All these fantasies and polemics came to a screeching halt when she spoke to her own mother, who possessed the mentality that childbirth was a thing to endure, mostly alone, and was primarily for the purpose of delivering a healthy baby.   Sensing her daughter’s mounting self-obsession, Mother Cheapist commented dryly, “You know, people are dying in the world too,” and proceeded to list the many tragic losses that occurred in 2008, making special note of the struggles of the elderly who she felt a special obligation to care for, instead of a pregnant daughter.   Why would you have any special needs, Mother Cheapist wondered, when you, are the luckiest person on earth to be expecting a child?  Post-partum support?  You will be so happy to have little bambini, you won’t need anyone!   As an immigrant, Mother Cheapist  lacked the support of her own extended family when she gave birth to Ms Cheapist, just recently arrived to a new country, her husband passed out from the drama of the experience, leaving her to labor on her own, her only ally being her trusted (male) doctor.   With this notch on her belt, it was hard for her to understand all the attention that a woman needed for something that was supposed to be relatively “natural” and routine.   Moreover, she did not hesitate to assign extra responsibility to the mother.  Miscarriage was attributed to over-activity.  Episiotomy was necessary to avoid deforming a child’s head and brain through forceps or suction.  C-section?  Unquestionably the safest way to get a baby out and nothing to fear!   Who cares if you can get cut?   A resilient woman had the natural resources to be sewn up and heal; however, the baby was too vulnerable to withstand anything.  And another “martyr mother” archetype is born! 

To all this, Ms.

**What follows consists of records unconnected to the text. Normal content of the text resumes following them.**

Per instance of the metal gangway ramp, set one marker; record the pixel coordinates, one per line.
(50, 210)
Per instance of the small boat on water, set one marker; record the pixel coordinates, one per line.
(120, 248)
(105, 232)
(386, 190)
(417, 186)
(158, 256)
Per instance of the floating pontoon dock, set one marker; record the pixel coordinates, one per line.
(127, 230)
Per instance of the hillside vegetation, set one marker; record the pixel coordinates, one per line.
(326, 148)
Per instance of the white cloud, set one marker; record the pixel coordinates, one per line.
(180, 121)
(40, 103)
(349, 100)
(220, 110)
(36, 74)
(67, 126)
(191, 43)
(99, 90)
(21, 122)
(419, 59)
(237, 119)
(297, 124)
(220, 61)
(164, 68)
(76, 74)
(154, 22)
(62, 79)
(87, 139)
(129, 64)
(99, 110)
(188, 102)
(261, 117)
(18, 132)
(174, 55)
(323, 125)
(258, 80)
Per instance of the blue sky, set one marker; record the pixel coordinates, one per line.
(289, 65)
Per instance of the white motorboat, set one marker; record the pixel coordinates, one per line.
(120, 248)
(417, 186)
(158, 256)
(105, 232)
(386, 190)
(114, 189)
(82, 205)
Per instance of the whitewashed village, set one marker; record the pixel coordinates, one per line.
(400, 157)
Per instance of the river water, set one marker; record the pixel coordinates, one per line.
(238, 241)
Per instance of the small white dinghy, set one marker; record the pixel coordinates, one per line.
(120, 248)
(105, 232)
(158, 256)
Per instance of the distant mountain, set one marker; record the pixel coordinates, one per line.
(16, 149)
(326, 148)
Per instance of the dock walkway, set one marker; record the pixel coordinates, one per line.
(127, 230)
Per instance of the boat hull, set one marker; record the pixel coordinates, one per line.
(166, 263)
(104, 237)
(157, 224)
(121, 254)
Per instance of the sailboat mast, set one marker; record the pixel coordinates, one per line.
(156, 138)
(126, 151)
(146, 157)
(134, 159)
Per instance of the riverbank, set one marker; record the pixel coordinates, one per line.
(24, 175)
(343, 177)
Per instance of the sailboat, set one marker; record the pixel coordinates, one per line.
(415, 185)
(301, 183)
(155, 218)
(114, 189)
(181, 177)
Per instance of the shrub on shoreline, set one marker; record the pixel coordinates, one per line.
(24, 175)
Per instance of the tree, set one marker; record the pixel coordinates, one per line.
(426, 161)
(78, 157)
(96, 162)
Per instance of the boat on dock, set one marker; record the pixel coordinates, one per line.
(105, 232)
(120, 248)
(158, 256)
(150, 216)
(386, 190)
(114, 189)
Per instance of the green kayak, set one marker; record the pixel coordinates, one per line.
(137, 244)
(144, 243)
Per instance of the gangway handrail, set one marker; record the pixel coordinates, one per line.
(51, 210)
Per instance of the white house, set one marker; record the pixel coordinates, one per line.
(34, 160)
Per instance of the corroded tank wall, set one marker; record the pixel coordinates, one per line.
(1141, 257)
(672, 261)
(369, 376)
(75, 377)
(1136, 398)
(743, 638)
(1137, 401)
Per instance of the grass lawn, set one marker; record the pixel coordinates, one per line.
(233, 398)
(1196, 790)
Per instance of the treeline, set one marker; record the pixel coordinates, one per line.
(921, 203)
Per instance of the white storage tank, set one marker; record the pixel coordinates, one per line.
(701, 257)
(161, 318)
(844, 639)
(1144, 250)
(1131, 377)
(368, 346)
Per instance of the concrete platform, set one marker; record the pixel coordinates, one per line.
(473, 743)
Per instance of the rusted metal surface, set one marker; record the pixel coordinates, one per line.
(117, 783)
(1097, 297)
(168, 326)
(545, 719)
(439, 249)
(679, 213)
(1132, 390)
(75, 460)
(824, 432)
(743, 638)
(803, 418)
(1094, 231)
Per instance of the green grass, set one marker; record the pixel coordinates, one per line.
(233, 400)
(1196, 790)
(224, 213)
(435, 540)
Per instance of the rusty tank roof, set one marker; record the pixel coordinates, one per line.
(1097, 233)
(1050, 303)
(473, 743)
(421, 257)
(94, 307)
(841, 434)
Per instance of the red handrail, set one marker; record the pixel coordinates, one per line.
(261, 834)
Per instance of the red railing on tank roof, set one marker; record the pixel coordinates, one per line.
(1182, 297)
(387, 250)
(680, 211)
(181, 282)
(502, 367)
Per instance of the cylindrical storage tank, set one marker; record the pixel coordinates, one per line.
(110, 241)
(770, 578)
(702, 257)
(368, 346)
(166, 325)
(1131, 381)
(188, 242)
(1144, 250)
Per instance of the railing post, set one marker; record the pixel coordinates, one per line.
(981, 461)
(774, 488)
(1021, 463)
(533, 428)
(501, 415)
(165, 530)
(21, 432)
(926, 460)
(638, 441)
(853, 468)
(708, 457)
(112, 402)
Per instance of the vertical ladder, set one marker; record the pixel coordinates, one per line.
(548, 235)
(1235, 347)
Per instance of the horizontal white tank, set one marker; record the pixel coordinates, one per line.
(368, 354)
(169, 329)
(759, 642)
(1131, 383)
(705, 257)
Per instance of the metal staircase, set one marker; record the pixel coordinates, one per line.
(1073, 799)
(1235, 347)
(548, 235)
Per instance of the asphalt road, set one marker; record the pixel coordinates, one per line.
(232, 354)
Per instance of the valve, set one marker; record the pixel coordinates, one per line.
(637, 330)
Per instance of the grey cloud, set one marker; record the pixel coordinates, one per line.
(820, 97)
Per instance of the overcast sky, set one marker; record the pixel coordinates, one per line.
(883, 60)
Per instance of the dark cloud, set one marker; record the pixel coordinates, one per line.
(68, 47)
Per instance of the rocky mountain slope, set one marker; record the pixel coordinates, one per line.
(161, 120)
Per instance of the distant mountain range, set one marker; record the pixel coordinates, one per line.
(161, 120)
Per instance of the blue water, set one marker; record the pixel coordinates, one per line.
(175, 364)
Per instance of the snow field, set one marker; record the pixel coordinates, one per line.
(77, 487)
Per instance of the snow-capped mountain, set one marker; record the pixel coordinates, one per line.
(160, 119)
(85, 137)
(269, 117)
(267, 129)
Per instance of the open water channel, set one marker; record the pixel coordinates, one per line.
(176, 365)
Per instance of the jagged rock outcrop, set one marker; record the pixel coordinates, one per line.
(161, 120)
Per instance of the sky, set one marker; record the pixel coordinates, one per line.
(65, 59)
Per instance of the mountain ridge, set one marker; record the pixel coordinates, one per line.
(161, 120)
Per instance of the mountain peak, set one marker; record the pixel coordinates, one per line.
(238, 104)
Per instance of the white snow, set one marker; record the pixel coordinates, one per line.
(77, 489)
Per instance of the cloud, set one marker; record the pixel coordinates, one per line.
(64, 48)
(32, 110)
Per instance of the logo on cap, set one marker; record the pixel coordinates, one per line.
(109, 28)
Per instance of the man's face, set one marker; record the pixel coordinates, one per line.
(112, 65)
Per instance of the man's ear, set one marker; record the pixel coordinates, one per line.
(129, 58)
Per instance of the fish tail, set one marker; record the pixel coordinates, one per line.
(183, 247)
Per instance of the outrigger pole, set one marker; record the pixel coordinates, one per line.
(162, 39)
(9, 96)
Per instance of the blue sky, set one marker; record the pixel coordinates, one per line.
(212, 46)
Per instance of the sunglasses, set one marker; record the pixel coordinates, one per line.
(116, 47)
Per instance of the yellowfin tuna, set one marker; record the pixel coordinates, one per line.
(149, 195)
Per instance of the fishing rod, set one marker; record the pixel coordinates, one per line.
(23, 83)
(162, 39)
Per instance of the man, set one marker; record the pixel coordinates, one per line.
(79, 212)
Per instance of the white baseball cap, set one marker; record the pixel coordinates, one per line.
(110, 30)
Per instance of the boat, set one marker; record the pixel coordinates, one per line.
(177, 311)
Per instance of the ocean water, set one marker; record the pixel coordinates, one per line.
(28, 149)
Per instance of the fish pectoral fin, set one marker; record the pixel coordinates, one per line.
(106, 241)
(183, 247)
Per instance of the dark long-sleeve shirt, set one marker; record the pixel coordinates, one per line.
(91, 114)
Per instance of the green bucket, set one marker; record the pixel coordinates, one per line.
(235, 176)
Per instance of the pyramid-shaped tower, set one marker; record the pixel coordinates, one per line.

Cheapist brattily responded, “I really don’t care!”  If her feelings were diminished, then she could invalidate the experiences of others.  But when the sting of rejection that comes when contradicted by those we respect diminished,  Ms. Cheapist came to a realization.  Her own mother really struggled with this idea of expectation and had found her own way around it.   It seemed that if she learned to expect nothing, then she would never be disappointed.  Without disappointment, one would not experience defeat.  It was her mother’s rationale and faith in her own ability to persevere that allowed her to survive through difficult times, and in its own right, offered her feelings of empowerment.    Although she spoke of things more crassly and with less romance than those in the other camp, in effect, the idea that pain, emotional and physical, was worth the joy of having children, rang consistently between the two schools of thought.   In effect, it is true that our expectations about childbirth are shaped by culture, and we all make a decision to take a risk…expect the most, or prepare yourself for something else.  Miss Cheapist would love to conserve her expectations, but given the excess and desires that make up her own cultural milieu, it may be easier said than done.   

2 comments:

Unknown said...

Remember: Mother C is speaking through the lense of 30-something years of motherhood -- far different than an expectant first-timer -- believe me. Her hopes and fantasies, albethey perhaps tempered by a different set of fears, had to be far richer prior to the arrival of her first...

Anyways, congrats! Another generation emerges!

meghan said...

Glad to hear that your pregnancy has finally allowed you to come to terms with your class guilt. Nothing wrong with a little attention coupled with a little entitlement.